Write Through Cache
I was a young budding developers when I was first introduced to the concept of Cache. My Senior Architect then told me
Cache is a component that will magically store data so that future requests of that same data will not be to the Remote Server, and hence it will improve the performance of our application significantly faster
We were working on a website which was to integrate with an existing application through the use of APIs and for purposes of closer integration we had decided to store the data in form of XML as artifacts in this tool as tracker items – no RDBMS. It was like running two applications joint at the hip.
I had gathered enormous experience working with SourceForge platform APIs as I had integrated them with Ms-Excel and now we were going to build an entire application on ALM space using the same APIs.

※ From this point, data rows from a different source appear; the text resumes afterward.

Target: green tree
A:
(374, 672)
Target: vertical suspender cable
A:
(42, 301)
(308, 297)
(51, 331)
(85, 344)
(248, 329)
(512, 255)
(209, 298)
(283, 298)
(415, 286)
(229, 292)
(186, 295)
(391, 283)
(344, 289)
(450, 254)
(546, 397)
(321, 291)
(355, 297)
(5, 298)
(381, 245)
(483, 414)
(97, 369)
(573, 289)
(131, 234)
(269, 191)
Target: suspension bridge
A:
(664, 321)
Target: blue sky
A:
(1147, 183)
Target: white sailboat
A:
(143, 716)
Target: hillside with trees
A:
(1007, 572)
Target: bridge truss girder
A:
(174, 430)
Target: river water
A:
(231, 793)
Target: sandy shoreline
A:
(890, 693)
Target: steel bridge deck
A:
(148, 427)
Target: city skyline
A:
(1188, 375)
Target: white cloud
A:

Our biggest challenge was going to be performance because of the use of APIs against a remote server sitting in a different geography. And Cache was going to be instrumental in helping us solve that problem.
We had just decided to implement Write-through cache that helped us build a system which was significantly faster that anyone could have thought about. And since then this is one pattern that I have come to use (if possible) whenever I am working with diversified systems. Surprisingly, the percentage of people who have used cache have never heard of this pattern of cache implementation when the underlying issues with the systems can be solved using this pattern (I am still mystified as to why not?).
Before we dig deep, I want to run through some definitions that we are going to use during the course of this article:
- Cache hit refers to a request to the data and finding it in the cache
- Cache miss refers to a request to the data and not finding it in the cache
- Dirty refers to a cached data if it has not the same as the original data
- Lazy refers to an action if it not performed real time, but only when it is required
In its simplest form, a cache implementation is going to something similar to the image below.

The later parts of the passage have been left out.